Devil’s Glen Hunger Games challenge encourages young people to adopt healthy eating habits

The young athletes took their training at Duntroon Ski Club to a new level this month, taking part in the club’s first-ever ‘Hunger Games’ initiative, which aimed to promote healthy eating habits.

The competition was called the “HOWCAT Hunger Games Challenge”. Different from the popular movie franchise, which featured physical endurance battles, this was a challenge meant to encourage the development of a healthy eating mindset during March, which is Nutrition Month.

“Throughout the season, I would see kids eating muffins or chips and maybe the athlete here or there had a banana, and they would come up to me so excited when they had that piece of fruit,” says Catherine Struss, a coach of the club’s under-14 (U-14) division. “So I thought you know what for March, why not make it a competition? We’re all athletes, we’re all competitive, and let’s see who can eat the most fruits and vegetables.”

The name HOWCAT is a combination of his name and his colleague Wayne Howard, whose name is Howie.

The trainers developed a points-based system, assigning different values ​​for different fruits and vegetables based on their nutritional value. They were allowed up to two visits to the grocery store each week, which also provided points.

The athletes are all ski racers between the ages of 12 and 13.

“We do a whole bunch of different disciplines,” says Struss. “It’s basically about preparing the athletes for the next steps in their ski career if they want to take it to the college level or to a national team, a provincial team. I hope you produce this athlete who will eventually go to the Olympics one day!”

Struss, a holistic nutritionist, stresses the importance of healthy eating for athletes.

“It’s important to start cementing that at a young age so they can start thinking about it,” Struss says. “I didn’t take anything out of their diet, that wasn’t the point. It was just to plant a seed, spark excitement and provide variety so they could start to question their choices. in getting older.”

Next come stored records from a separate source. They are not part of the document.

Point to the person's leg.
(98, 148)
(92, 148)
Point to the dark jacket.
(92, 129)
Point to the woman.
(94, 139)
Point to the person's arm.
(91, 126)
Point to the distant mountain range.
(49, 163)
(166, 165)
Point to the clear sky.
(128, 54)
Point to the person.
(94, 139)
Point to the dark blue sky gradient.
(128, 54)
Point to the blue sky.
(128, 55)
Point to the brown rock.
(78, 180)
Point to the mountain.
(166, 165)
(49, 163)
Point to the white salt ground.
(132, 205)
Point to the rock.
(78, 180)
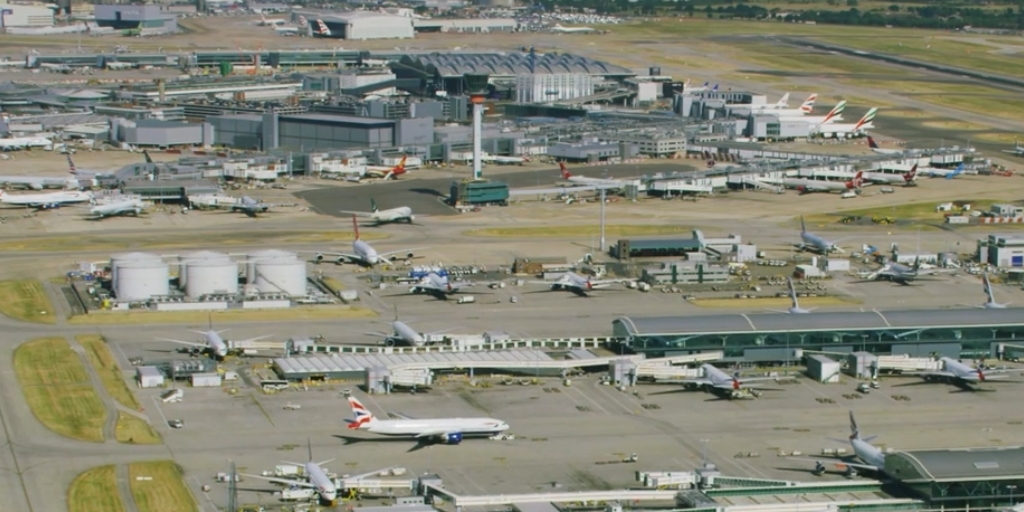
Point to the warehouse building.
(359, 25)
(146, 18)
(163, 134)
(320, 131)
(967, 333)
(26, 15)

However, unlike a traditional food system that awards points, participants were not required to remove unhealthy items from their diet, but to add as many fruits and vegetables as possible.

“I’m beyond proud of all the athletes, and then of course Devil’s Glen has been so supportive of me,” Struss said. “It takes a village to raise a child, and I think that couldn’t be truer in this case.”

The competition attracted many athletes, with the winner earning over 1,000 points.

As the athletes wrapped up their season, prizes were handed out on Saturday, which were largely ski-focused and donated by various community partners.